SOSYAL MEDYANIN ÇİFT YÖNLÜ ETKİSİ
Öte yandan, yıllar içinde sosyal medya, gençler için baskın sosyalleşme yolu haline geldi. Sosyal medya platformları, kullanıcılarını görseller, videolar ve metinler aracılığıyla birbirine bağlıyor. Bu platformlardaki kullanıcılar tarafından oluşturulan içerikler, kullanıcılarının psikolojik sağlığına, özellikle depresyona hitap etme yolları dahil her türlü bilgiyi içeriyor. Sosyal medya, depresif kullanıcılarının diğer depresif kullanıcılarla bağlantı kurmasına olanak tanıyor. Genç yetişkinler de kendilerini ifade edebilecekleri dünyayla bağlantıda kalmak için sosyal medyayı kullanıyor. Toplumla bağlantı kurmanın bu yolları, diğer kullanıcıların beğenileri ve yorumları aracılığıyla kişinin özgüvenini ve özdeğerini artırmak için bir araç haline gelebilir. Bu etkileşimler sayesinde, birçok genç ve yetişkin, bir topluma ait olmalarını sağlar ve bu, onların depresyon gibi psikolojik sağlık sorunlarını aşmalarına yardımcı olur. Buna rağmen, sosyal medya kullanıcıları arasındaki bu bağlantılar sıkı sıkıya bağlı değildir. Beğeni veya iltifat yorumlarının eksikliği, bağlantı/etkileşim eksikliği nedeniyle yalnızlık hissi, düşük özsaygı ve güven oluşur.
SONUÇ
Sonuç olarak, gençler sosyal medyanın yanılsamalarından daha sık etkilenir ve siber zorbalık, bireyler ve toplumlar arasında bir daha asla daralmayacak büyük boşluklar yaratır.
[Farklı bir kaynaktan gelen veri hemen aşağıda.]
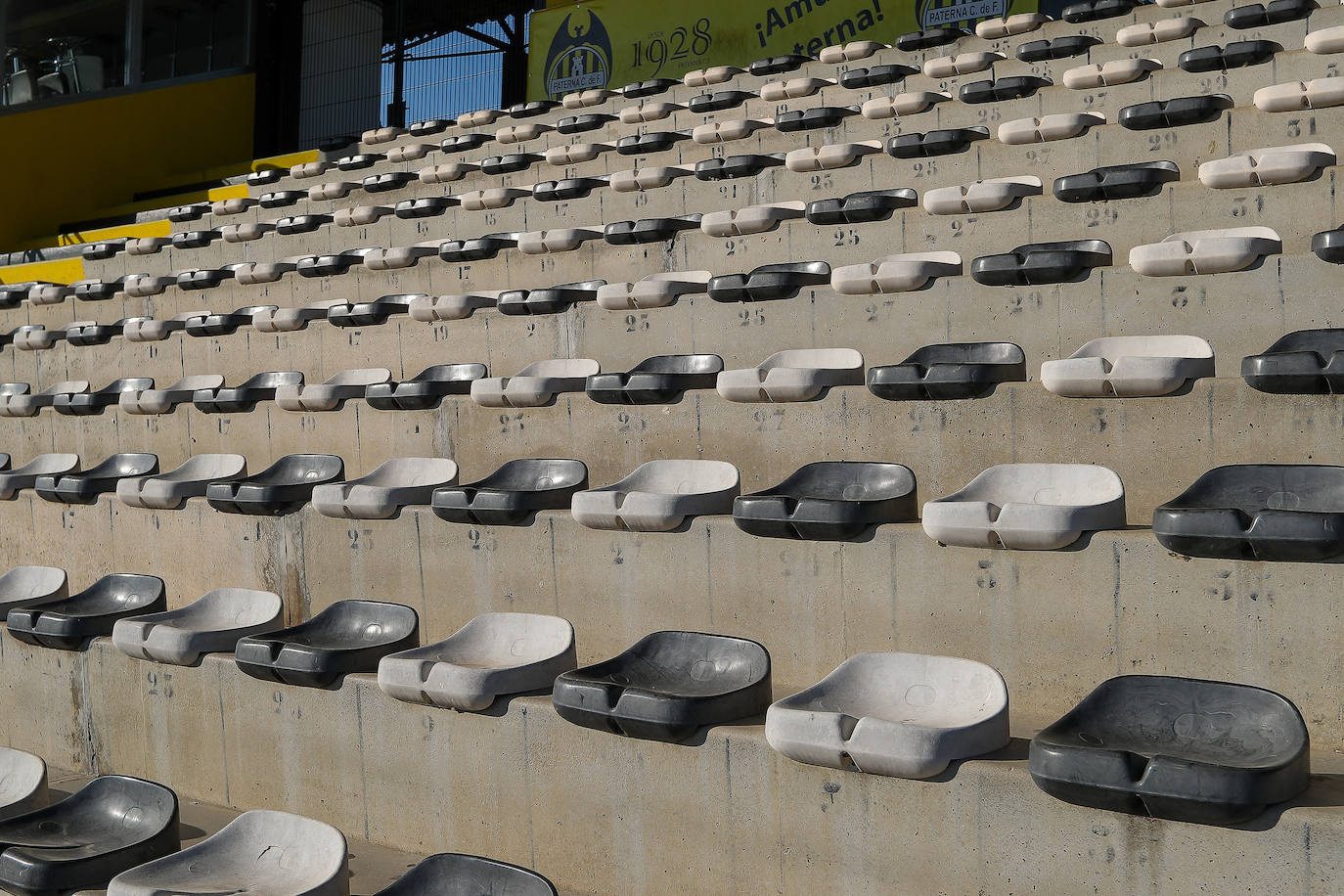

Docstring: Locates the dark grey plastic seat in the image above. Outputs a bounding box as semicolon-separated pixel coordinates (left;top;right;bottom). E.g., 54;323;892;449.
374;853;557;896
191;371;304;414
0;775;181;896
430;458;587;525
1153;464;1344;562
551;631;770;741
364;364;488;411
585;355;723;404
733;461;919;541
32;451;158;504
1242;329;1344;395
869;342;1027;402
234;601;420;688
205;454;345;515
1028;676;1311;825
0;572;168;652
51;377;155;417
Bunların hepsi sosyal medyanın kötü tarafını gösteren örneklerdir ve herkes bunun farkında olmalıdır. Hükümetler tarafından oluşturulan ve çevrimiçi olarak suç duyurusunda bulunabileceğiniz web siteleri vardır. Bu nedenle, herkes olup bitenler hakkında harekete geçmelidir.
Kaynakça
- Smahel, D. ve diğerleri. (2020). EU Kids Online 2020: 19 ülkeden anket sonuçları.
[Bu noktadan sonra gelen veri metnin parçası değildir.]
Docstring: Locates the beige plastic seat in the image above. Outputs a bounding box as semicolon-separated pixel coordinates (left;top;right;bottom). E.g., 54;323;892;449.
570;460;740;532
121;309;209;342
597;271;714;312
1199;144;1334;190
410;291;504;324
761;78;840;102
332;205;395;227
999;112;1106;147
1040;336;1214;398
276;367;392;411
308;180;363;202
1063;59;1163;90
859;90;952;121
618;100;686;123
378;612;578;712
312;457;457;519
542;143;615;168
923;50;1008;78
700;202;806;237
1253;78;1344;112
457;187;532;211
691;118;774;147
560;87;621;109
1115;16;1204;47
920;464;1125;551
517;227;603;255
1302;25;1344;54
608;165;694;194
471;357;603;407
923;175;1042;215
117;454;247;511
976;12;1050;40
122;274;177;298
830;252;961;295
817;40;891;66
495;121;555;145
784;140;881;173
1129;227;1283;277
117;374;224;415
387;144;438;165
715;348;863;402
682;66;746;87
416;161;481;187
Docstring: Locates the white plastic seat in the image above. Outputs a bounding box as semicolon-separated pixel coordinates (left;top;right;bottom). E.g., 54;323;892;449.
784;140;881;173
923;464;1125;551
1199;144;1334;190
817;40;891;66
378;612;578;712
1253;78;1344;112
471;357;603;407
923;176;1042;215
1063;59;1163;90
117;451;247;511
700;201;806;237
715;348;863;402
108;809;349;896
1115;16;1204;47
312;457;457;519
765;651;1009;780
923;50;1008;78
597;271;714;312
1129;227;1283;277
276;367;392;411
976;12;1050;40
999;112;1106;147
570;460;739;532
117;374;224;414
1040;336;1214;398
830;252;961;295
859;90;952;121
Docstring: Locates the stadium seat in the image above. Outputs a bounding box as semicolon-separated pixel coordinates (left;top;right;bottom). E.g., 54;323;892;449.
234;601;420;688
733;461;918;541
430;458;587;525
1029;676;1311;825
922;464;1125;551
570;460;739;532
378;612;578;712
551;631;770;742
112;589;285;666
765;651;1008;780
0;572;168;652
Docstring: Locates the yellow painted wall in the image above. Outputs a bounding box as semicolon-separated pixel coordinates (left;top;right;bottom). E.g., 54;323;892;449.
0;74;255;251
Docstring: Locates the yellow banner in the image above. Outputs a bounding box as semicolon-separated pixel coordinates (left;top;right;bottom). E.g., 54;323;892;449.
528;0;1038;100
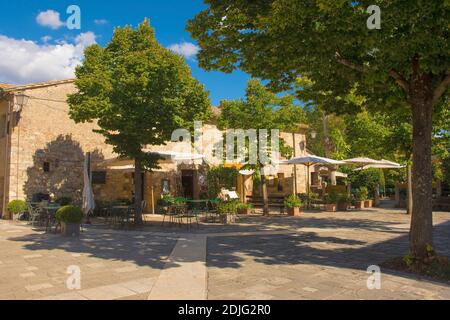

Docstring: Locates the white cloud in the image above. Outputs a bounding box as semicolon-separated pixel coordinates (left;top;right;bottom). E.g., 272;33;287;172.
94;19;108;26
169;42;200;59
75;31;97;47
36;10;64;30
0;32;95;84
41;36;53;43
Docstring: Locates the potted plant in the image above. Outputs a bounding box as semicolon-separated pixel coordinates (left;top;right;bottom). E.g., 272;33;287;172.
359;187;372;208
354;187;368;209
55;196;72;207
217;201;238;224
56;205;84;237
337;193;351;211
237;203;253;214
284;194;302;217
324;190;339;212
6;200;28;220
- Fahy, A. E., Stansfeld, S. A., Smuk, M., Smith, N. R., Cummins, S. ve Clark, C. (2016). Siber zorbalığa katılım ve ergen ruh sağlığı arasındaki uzunlamasına ilişkiler. Ergen Sağlığı Dergisi: Ergenlik Tıbbı Derneği’nin Resmi Yayını, 59(5), 502–509.
- Kelly, Y., Zilanawala, A., Booker, C. ve Sacker, A. (2019). Sosyal medya kullanımı ve ergen ruh sağlığı: İngiltere’den bulgular.